Extract Consensus Sequence
Extract Consensus Sequence takes as input stand-alone read mappings, read tracks, or nucleotide BLAST results, and outputs a consensus sequence.
Consensus sequences can also be extracted directly from elements opened in the View Area by selecting Extract New Consensus Sequence () from the right-click menu on:
- For stand-alone read mappings: the reference sequence or a selection within it, or the consensus sequence.
- For nucleotide BLAST results: a selection within the query sequence.
To run the tool, go to:
Tools | Resequencing Analysis () | Extract Consensus Sequence (
)
The following options for extracting the consensus sequence can be configured (figure 30.47):
Figure 30.47: Options for consensus sequence extraction.
- Threshold Coverage above this value is considered high, while coverage at or below it is considered low. Overlapping paired-end reads count as two when calculating the coverage.
A higher threshold yields a more reliable consensus but reduces completeness.

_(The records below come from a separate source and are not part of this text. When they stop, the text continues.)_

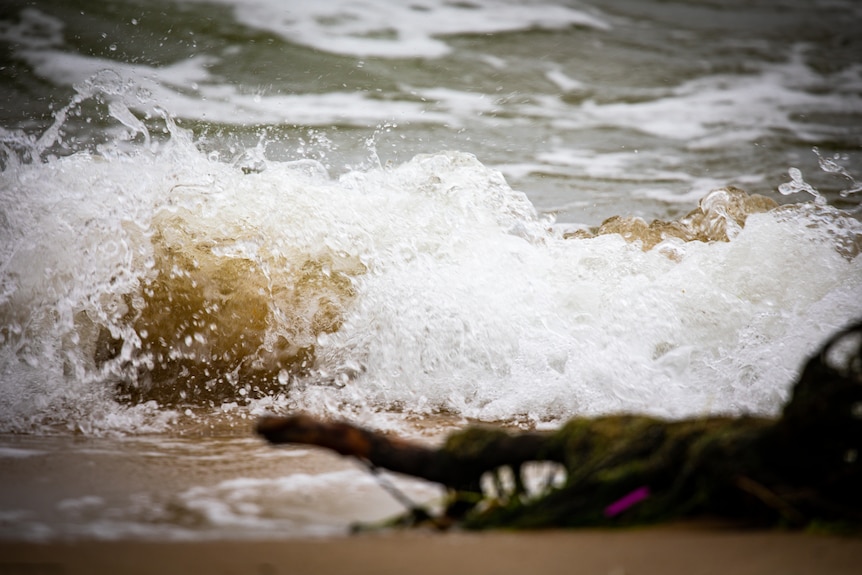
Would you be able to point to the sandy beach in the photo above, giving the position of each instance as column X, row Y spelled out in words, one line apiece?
column 678, row 549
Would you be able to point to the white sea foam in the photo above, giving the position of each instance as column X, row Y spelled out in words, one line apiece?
column 461, row 299
column 393, row 29
column 711, row 110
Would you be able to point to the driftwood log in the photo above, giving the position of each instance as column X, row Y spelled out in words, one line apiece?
column 801, row 469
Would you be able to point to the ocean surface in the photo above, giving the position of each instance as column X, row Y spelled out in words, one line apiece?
column 412, row 215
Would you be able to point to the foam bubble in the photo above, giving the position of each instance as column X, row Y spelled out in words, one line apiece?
column 393, row 29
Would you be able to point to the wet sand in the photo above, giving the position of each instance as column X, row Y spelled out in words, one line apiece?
column 658, row 550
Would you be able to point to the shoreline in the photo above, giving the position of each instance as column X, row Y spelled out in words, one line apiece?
column 672, row 549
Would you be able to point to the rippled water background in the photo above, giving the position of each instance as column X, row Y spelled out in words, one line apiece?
column 382, row 210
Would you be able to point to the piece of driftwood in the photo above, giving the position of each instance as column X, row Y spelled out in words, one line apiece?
column 800, row 469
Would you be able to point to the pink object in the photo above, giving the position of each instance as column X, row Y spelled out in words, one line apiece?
column 627, row 501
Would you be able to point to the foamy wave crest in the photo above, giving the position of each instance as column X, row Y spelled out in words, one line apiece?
column 143, row 277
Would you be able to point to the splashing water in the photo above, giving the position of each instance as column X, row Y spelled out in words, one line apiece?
column 142, row 277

- Low coverage handling Options for handling regions with low coverage.
- Remove regions with low coverage No consensus is generated in regions of low coverage.
- Join after removal High coverage regions are joined into a single consensus sequence.
- Split into separate sequences Each high coverage region produces an individual consensus sequence.
- Insert 'N' ambiguity symbols The consensus is set to 'N' at each position with low coverage.
- Fill from reference sequence The consensus is set to the reference symbol at each position with low coverage.
- Remove regions with low coverage No consensus is generated in regions of low coverage.
- Conflict resolution Options for resolving read disagreements at individual positions within high coverage regions.
- Vote The consensus is set to the most supported symbol (see Use quality score), excluding ambiguous symbols.
In case of a tie, symbols are chosen in the order: A > C > G > T.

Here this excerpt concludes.